Now I’m going to be picky here and tell you about a few of the flaws.
Laura Wingfiled (Bethany Anne Lind), Tom’s “crippled” sister, holds the story together as the poor, lost, sweet soul who can’t do anything all day but play the gramophone and play with her miniature glass animals. Lind’s acting is believable as Laura but predictable and one dimensional. Laura has worn a leg brace since she was a child. Although Laura is more crippled in mind than body, Lind forgets that she is supposed to have some difficulty walking. Lind misses the mark sometimes. For example, when her “gentleman caller” Jim O’Connor (Travis Smith), accidentally breaks the unicorn she adores most in her collection of horses, she is barely saddened.
There is one flaw that I hope Georgia Shakespeare fixes: On opening night when Jim picked up a newspaper, there were only large sheets of flimsy paper with no print on it. The rest of the scene was so real that the surprise of seeing no print took me and my companion right out of the scene and put us inside a theater wondering why there was no print on the newspaper.
Here is why you have to see this show: Mary Lynn Owen and Joe Knezevich. Every time I see Knezevich in anything he is outstanding. I’ve seen Jessica Tandy play Amanda on Broadway. Ms. Owen, your performance was no less than hers.
Kat Conley has created a simple set that reeks of shattered dreams against a backdrop of shattered shards of glass.
“The Glass Menagerie” runs through Oct. 30 at Georgia Shakespeare.
And with this review, I have decided to discontinue my “stopping by” on this blog. I appreciate someone who takes the time to take in so many of the arts events in our community but having seen Glass Menagerie at GA Shakespeare (twice now) I would hate for your views to influence anything that I may or may not see in the future.

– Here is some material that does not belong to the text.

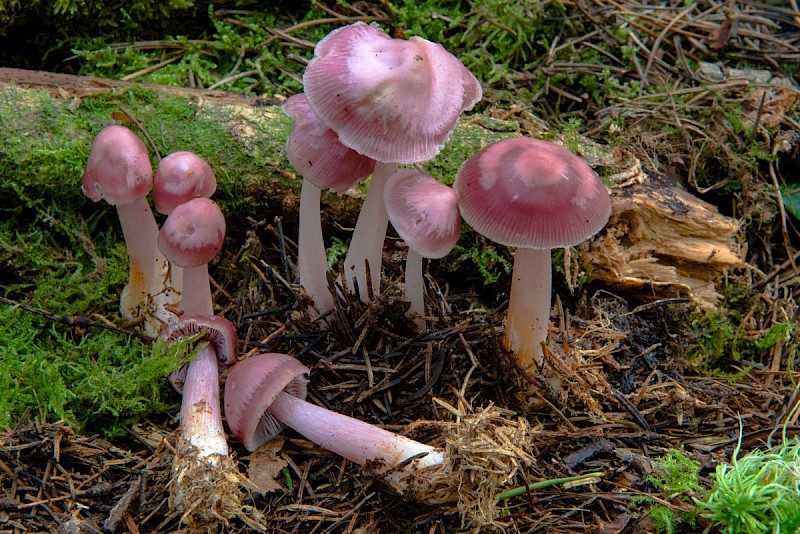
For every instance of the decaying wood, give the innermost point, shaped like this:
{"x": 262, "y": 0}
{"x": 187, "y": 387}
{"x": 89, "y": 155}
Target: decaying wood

As far as performances go you are dead right about Knezevich and Owen (an actress who has been outstanding again and again, I’m not sure how you’ve missed her). As the leads in this show, they carry it exquisitely and it’s hard to imagine ever seeing another Tom or Amanda quite live up. However, you either must have seen a completely different performance from Lind than I did or your “view” must be obstructed by something of which I am unaware. Her scene with Smith (who you almost failed to mention as a delightful “gentleman caller”) was the most beautiful and heartbreaking I have ever seen from this over-done and normally clumsily done scene. Having read the script multiple times, I will remind you that Williams himself said that Laura’s “limp” was to only be merely suggested by the actress. And as for the unicorn moment, Lind’s choice to be so swept away by the “caller” so much so that the unicorn no longer matters, makes absolute (and far more than one-dimensional or predictable) sense. Consequently, the ending of the scene is all that much more devastating as well. Smith and Lind have such chemistry and are so specific in their playing of this scene that I found myself rooting for them from a deeper place than I even realized I had invested.
But HERE is the main reason I can no longer take the time to read your opinions: the blank newspaper. Like the empty plates, the father sometimes appearing sometimes not, the grey costumes and set and furniture – the newspaper is also one of those blurred and unspecific memories. It is a memory play “it is not realistic” and under Richard Garner’s beautiful direction (another strikingly obvious omission from your review) we are able to see what Tom sees. Some of our memories are grey, dull, blank while others are so vivid and bright they feel right with us, until we are able to “blow our candles out” on them — so to speak. If you could not gain that from your viewing of this heartbreaking play which we Atlantans will be remembering for a long time to come, I wonder if you saw the same play the rest of us did.
Hi Brandon,
We all cannot agree on what makes something good or bad. To me and my companion, the blank newspaper stood out to both of us, and took us out of our reality. We believed the scene. And then there was a blank newspaper, and for us, it did not work. But it obviously worked well for you.
I have seen the movie a couple of times and saw it on Broadway with Jessica Tandy and Amanda Plummer. I am sure that affects my expectations and experience of the show.